Noch am Oder-Havel-Kanal lege ich meine Mittagspause ein und verzehre mit Genuss die beiden Brötchen, die mir Frau Winter zusätzlich heute sozusagen als Marschverpflegung hingelegt hatte. Dann mache ich einen Abstecher zu Schloss Oranienburg, das ich bisher noch nicht kannte und bestaune das großzügige und blütenweiße Ensemble, das wohl auf Louise Henriette von Oranien, der ersten Frau des Großen Kurfürsten und damit der Kurfürstin von Brandenburg zurückgeht. Weiter geht es dann über Birkenwerder, einer recht gesichtslosen Stadt, über Hohen Neuendorf bis Hennigsdorf. Von Hennigsdorf geht es bis nach Potsdam entlang des Mauerweges. Dabei führt der Weg in Hennigsdorf auch entlang des Werksgeländes von Bombardier und man kann sehr schön neue Züge für Bahngesellschaften verschiedener Länder sehen. Weiter geht es über Nieder-Neuendorf, was sich durch riesige Neubaugebiete mit Einfamilienhäusern auszeichnet. Dann geht es erst einmal durch den Spandauer Forst, in dem einige Hügel zu überwinden sind. Lediglich in Spandau wechselt die Route etwas nach Westen und verläuft abseits des Mauerweges entlang der Hauptmagistralen durch Spandau. Dabei kann man dann feststellen, dass Spandau von der Größe her fast eine eigenständige Großstadt sein könnte. Meine Strecke hatte eigentlich eine Planung von 106 Kilometern, aber dann stehe ich an einem Fähranleger in Sacrow und stelle fest, dass die Fähre erst im April wieder verkehrt. So lange möchte ich nun nicht warten und so korrespondiere ich mit meinem Navi, das sich aber nicht erfreut über meine Alternativbemühungen zeigt. Lange Rede kurzer Sinn, letztlich muss ich noch etwa 15 Kilometer nachradeln, bis ich nach 120 Kilometern schon im Dunkeln gegen 19 Uhr die Jugendherberge in Potsdam erreiche. Da Darius hier auch wieder übernachtet und ich mich nicht immer auf neue Menschen erheblich jüngeren Alters einstellen möchte, lasse ich mich bei ihm im Zimmer einquartieren. Da das Abendessen in der Jugendherberge nun auch schon beendet ist, marschiere ich erst einmal zu einem nahegelegenen Italiener und lasse mir dort eine Lasagne und einen Früchtetee schmecken. Die Nacht verläuft Gott sei Dank ruhiger als bei meinem letzten Aufenthalt vor einer Woche.

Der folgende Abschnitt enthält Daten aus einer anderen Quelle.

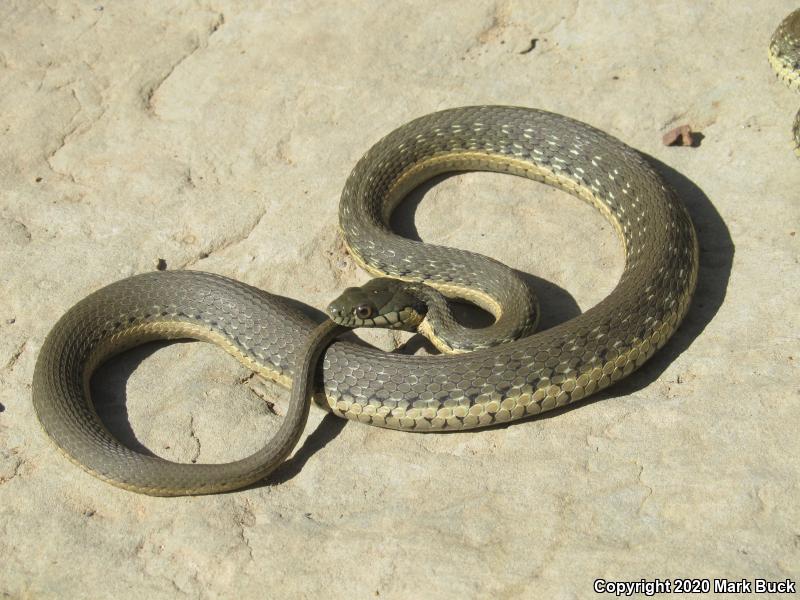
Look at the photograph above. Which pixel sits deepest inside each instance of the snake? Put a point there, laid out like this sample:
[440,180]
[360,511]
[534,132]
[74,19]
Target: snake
[784,56]
[483,377]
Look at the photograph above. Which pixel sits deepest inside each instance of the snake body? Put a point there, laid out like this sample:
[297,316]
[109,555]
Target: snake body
[417,393]
[784,56]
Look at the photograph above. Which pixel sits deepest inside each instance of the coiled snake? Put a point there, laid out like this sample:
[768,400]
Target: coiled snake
[492,384]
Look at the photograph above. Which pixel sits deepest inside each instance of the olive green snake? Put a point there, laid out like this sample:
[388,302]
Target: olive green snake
[498,381]
[784,56]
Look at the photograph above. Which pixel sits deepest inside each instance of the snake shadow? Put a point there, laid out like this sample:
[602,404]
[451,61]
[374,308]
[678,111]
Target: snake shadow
[557,305]
[108,390]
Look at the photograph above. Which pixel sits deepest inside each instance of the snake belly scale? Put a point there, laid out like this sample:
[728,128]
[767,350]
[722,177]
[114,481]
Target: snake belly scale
[417,393]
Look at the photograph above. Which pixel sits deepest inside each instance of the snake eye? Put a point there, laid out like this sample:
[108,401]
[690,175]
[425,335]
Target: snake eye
[363,311]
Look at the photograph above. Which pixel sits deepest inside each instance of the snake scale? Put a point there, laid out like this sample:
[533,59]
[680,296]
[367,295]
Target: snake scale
[784,56]
[490,385]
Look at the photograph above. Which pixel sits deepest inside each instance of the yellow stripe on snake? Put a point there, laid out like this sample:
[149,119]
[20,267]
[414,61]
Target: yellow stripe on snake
[499,381]
[784,56]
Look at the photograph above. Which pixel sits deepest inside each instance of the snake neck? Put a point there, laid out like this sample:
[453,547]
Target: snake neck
[445,332]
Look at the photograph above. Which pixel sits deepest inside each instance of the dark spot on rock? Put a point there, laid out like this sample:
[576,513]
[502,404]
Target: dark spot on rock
[531,46]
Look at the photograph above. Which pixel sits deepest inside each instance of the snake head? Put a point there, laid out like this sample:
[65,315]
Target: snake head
[381,302]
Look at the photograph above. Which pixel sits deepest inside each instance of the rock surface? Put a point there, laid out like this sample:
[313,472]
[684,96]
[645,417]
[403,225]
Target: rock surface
[218,137]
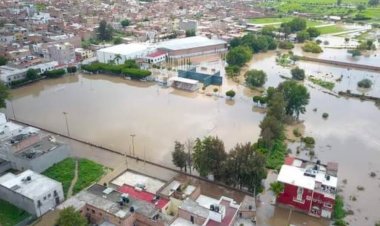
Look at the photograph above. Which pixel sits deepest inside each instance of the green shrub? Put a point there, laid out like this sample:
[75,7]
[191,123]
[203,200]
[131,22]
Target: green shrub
[285,45]
[365,83]
[312,47]
[55,73]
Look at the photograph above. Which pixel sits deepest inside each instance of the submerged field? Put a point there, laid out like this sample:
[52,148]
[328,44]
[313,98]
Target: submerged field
[10,215]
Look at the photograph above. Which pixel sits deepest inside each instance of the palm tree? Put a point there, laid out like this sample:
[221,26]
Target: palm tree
[117,58]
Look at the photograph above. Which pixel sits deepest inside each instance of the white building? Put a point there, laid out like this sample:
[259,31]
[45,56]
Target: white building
[119,53]
[31,192]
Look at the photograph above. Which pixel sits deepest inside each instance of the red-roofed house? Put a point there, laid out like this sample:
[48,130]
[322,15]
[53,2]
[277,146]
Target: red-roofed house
[308,186]
[156,57]
[140,194]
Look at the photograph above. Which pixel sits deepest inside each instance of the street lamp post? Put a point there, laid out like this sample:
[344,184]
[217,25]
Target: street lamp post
[67,124]
[133,144]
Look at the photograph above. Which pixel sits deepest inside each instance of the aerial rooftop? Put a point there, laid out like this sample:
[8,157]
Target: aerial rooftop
[28,183]
[188,43]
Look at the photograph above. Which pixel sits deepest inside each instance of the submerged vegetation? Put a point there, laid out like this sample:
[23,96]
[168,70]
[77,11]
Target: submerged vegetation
[322,83]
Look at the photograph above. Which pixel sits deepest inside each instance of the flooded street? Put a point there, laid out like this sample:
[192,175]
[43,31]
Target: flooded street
[106,110]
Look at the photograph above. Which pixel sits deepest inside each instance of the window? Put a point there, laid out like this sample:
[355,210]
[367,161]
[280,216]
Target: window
[299,193]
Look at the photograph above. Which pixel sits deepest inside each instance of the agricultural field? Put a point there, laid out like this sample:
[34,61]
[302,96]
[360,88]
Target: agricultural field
[319,7]
[64,171]
[331,29]
[88,173]
[11,215]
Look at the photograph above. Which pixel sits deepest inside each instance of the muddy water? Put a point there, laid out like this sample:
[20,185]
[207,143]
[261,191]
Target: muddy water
[350,136]
[107,110]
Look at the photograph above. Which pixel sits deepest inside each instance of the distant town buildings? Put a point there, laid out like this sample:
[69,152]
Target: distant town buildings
[135,199]
[310,187]
[31,192]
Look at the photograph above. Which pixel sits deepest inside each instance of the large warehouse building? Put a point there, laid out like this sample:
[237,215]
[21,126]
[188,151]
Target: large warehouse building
[192,47]
[175,49]
[119,53]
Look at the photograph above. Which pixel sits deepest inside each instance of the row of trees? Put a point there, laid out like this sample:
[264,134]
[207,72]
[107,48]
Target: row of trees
[242,167]
[285,102]
[128,69]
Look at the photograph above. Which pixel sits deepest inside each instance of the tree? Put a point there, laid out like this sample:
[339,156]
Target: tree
[277,188]
[244,167]
[296,97]
[255,78]
[3,61]
[313,32]
[297,73]
[208,154]
[125,23]
[268,30]
[302,36]
[297,24]
[373,2]
[4,94]
[190,33]
[239,56]
[104,31]
[117,40]
[354,52]
[31,74]
[230,93]
[365,83]
[69,217]
[360,7]
[179,156]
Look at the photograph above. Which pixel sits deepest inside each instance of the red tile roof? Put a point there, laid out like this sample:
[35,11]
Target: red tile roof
[289,161]
[230,214]
[156,54]
[143,195]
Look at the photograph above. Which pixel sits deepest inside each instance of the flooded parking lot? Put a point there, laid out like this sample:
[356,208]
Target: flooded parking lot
[106,110]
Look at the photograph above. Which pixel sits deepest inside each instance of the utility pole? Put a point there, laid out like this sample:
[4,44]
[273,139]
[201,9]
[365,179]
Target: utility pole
[67,124]
[13,110]
[133,144]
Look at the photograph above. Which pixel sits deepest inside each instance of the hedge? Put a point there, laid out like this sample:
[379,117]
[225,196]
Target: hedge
[128,69]
[55,73]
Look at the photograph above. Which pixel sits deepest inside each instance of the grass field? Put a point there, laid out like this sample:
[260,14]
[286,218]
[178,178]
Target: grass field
[331,29]
[62,172]
[88,173]
[11,215]
[272,20]
[319,7]
[269,20]
[374,13]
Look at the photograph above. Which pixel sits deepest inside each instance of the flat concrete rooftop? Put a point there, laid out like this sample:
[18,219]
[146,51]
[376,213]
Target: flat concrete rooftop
[33,188]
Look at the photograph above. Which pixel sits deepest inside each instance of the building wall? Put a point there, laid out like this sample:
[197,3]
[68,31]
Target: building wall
[106,57]
[44,161]
[49,200]
[32,206]
[187,216]
[207,50]
[288,197]
[18,200]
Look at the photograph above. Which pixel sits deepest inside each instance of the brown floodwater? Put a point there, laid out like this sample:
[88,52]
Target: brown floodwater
[106,110]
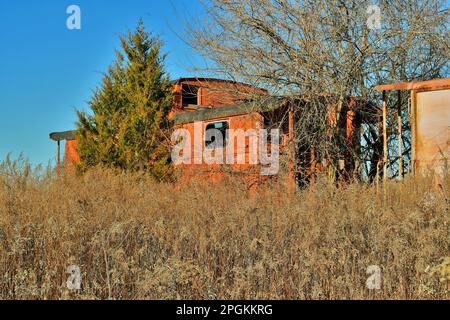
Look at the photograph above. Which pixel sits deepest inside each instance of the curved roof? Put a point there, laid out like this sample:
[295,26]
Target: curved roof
[65,135]
[203,79]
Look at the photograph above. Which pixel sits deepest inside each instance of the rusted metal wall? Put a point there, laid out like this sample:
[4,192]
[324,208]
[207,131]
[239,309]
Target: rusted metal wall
[432,130]
[71,157]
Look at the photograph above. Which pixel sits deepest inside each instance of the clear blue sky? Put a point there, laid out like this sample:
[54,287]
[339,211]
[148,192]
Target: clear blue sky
[48,71]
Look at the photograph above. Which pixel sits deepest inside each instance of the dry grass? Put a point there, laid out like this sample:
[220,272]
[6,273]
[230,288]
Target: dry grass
[135,239]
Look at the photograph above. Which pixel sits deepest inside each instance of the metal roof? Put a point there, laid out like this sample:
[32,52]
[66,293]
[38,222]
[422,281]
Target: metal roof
[429,85]
[66,135]
[222,112]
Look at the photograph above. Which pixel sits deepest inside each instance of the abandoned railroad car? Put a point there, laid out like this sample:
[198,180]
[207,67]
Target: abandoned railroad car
[205,103]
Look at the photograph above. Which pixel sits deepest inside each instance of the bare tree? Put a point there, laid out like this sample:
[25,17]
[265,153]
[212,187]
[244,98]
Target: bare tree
[320,52]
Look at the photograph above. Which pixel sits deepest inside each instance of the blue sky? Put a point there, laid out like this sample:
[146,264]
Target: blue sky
[48,71]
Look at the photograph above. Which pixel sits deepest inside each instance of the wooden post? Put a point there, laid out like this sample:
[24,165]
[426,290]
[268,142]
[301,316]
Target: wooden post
[413,131]
[400,139]
[291,151]
[383,110]
[58,157]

Am Dienstag sieht die Welt dann wieder ganz anders aus. Ein großes vom Wetterdienst angesagtes Schneegebiet für Nord- und Ostdeutschland hat sich breit gemacht und zieht langsam von Norden in südliche Richtung. Als ich aufwache, ist es nur ein wenig bezuckert, aber als ich mit dem Frühstück fertig bin, schneit es doch recht heftig. Ich weiß noch nicht, ob ich mir die Fahrt bis Wittenberg mit dem Fahrrad antun soll. Andererseits gebe ich ungerne meine Vorhaben auf. So fahre ich kurz nach 9 Uhr bei dichtem Schneetreiben und inzwischen etwa 3 bis 5 cm Schnee in Potsdam los, … und es geht besser als ich gedacht habe. Meine Reifen sind gut profiliert, so dass ich nicht ins Rutschen komme. Es ist aber auch trotz des Schnees nicht sonderlich glatt. Das Bremsen führt also nicht dazu, dass die Räder ausbrechen bzw. wegrutschen. Natürlich fahre ich vorsichtig und komme daher nicht sehr schnell vorwärts. Bis Beelitz habe ich dann für die etwa 20 Kilometer 2 ½ Stunden gebraucht. Dort gönne ich mir dann erst einmal einen Kaffee.

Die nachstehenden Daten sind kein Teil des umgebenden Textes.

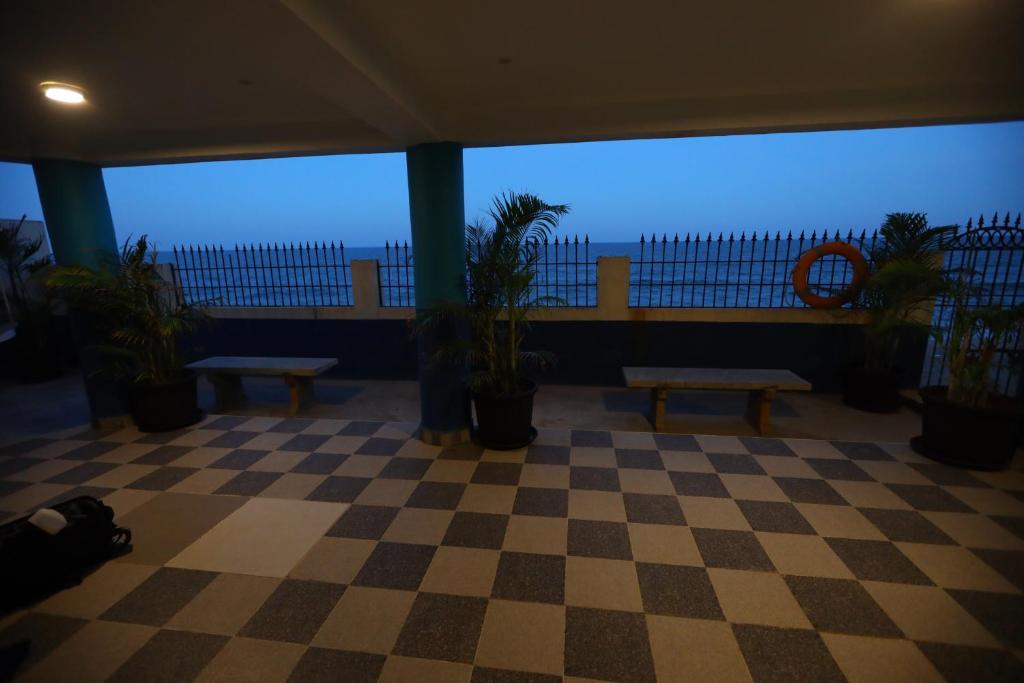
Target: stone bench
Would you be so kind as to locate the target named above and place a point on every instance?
(225, 373)
(762, 385)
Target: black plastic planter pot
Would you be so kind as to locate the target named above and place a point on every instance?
(871, 391)
(983, 438)
(504, 423)
(157, 408)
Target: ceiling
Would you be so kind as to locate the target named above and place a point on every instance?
(230, 79)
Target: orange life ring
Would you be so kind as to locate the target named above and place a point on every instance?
(847, 251)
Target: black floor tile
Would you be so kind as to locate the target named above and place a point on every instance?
(320, 463)
(160, 597)
(339, 489)
(929, 499)
(44, 632)
(461, 452)
(999, 612)
(734, 463)
(436, 496)
(878, 560)
(594, 478)
(504, 474)
(89, 451)
(542, 502)
(406, 468)
(294, 612)
(364, 521)
(809, 491)
(641, 459)
(906, 526)
(678, 591)
(698, 483)
(731, 550)
(677, 442)
(304, 442)
(841, 605)
(164, 455)
(530, 578)
(838, 470)
(292, 425)
(232, 439)
(82, 473)
(960, 664)
(476, 529)
(759, 445)
(944, 475)
(548, 455)
(376, 445)
(239, 459)
(651, 509)
(598, 439)
(170, 656)
(248, 483)
(861, 451)
(598, 539)
(771, 516)
(785, 655)
(360, 428)
(399, 565)
(442, 627)
(607, 645)
(1010, 563)
(321, 665)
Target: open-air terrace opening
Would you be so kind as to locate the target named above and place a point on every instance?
(511, 446)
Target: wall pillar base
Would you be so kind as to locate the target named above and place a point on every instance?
(434, 437)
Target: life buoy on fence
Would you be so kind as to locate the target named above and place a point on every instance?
(847, 251)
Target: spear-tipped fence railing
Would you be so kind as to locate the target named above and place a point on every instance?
(564, 273)
(272, 274)
(729, 271)
(990, 256)
(394, 275)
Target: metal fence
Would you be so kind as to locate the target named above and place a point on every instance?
(394, 275)
(264, 275)
(564, 274)
(735, 272)
(990, 257)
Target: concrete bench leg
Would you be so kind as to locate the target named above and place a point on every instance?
(301, 389)
(227, 391)
(759, 410)
(657, 396)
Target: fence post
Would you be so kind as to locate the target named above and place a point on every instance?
(613, 288)
(172, 288)
(366, 287)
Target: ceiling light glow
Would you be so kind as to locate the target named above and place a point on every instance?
(62, 92)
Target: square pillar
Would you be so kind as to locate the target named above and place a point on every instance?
(437, 212)
(81, 231)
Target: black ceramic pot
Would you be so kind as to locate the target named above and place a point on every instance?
(983, 438)
(504, 423)
(165, 406)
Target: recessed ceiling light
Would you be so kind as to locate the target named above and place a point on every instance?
(62, 92)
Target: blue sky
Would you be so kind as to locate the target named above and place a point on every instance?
(843, 179)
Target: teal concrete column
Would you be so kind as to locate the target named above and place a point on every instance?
(438, 218)
(81, 231)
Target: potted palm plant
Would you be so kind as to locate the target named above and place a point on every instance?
(501, 263)
(29, 306)
(142, 323)
(967, 423)
(906, 275)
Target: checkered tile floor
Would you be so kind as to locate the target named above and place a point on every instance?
(309, 550)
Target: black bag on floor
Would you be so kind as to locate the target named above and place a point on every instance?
(34, 563)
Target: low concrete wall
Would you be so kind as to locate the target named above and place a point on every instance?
(592, 344)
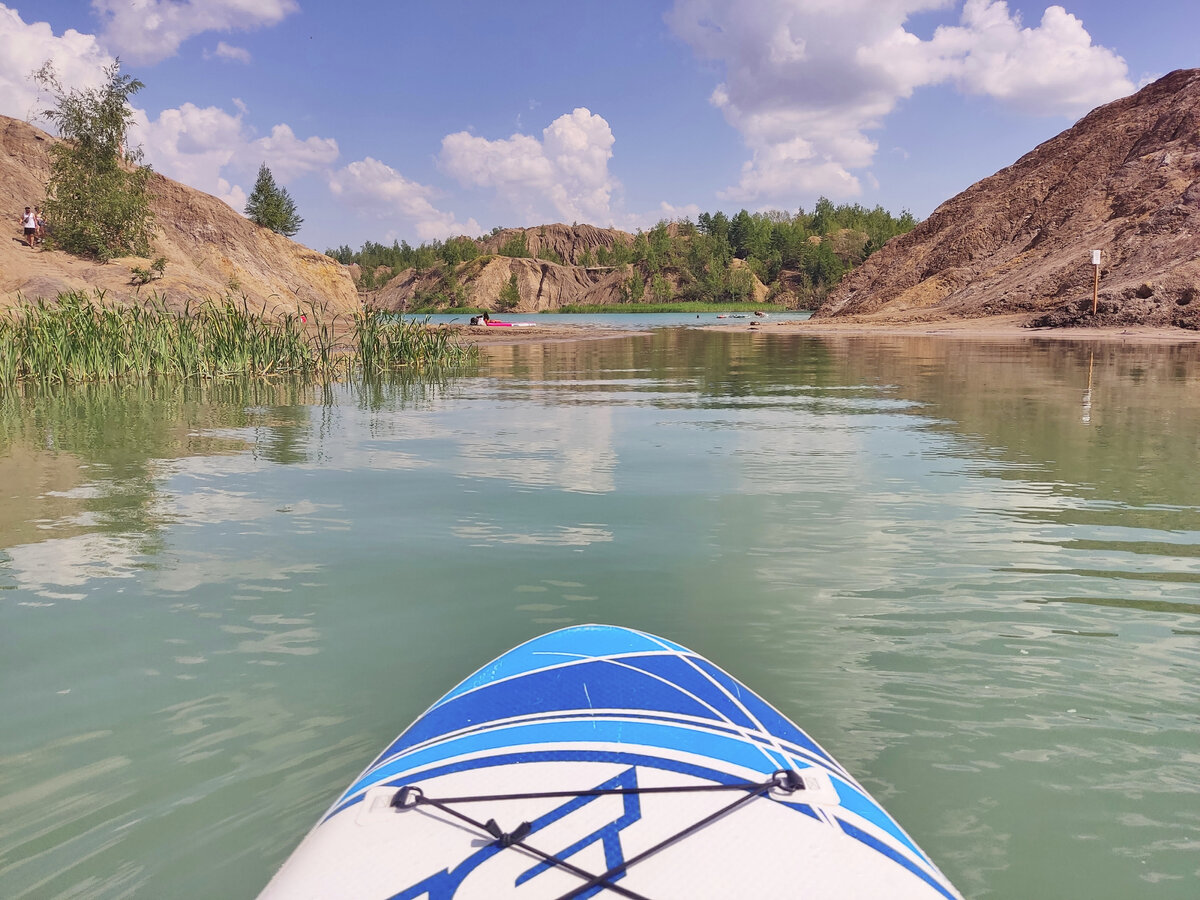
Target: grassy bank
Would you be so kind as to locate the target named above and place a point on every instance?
(82, 339)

Meinem Navi habe ich heute einen Ruhetag gegönnt, damit es nicht immer den Wetterkapriolen ausgesetzt ist. Ich brauche es eigentlich nicht, weil ich die ganze Strecke entlang der B2 fahre. Nur in Beelitz weicht die Route etwas von der B 2 ab, die hier zur Umgehungs- und Kraftfahrstraße wird. Als ich aus Beelitz herausfahre, verfranze ich mich daher etwas. Ich nehme also mein Navi heraus und es fällt mir erst einmal in den Schnee. Gott sei Dank hat es aber keinen sichtbaren und hoffentlich auch keinen unsichtbaren Schaden genommen und es führt mich dann auch wieder auf den rechten Weg zurück, worauf ich es wieder warm einpacke.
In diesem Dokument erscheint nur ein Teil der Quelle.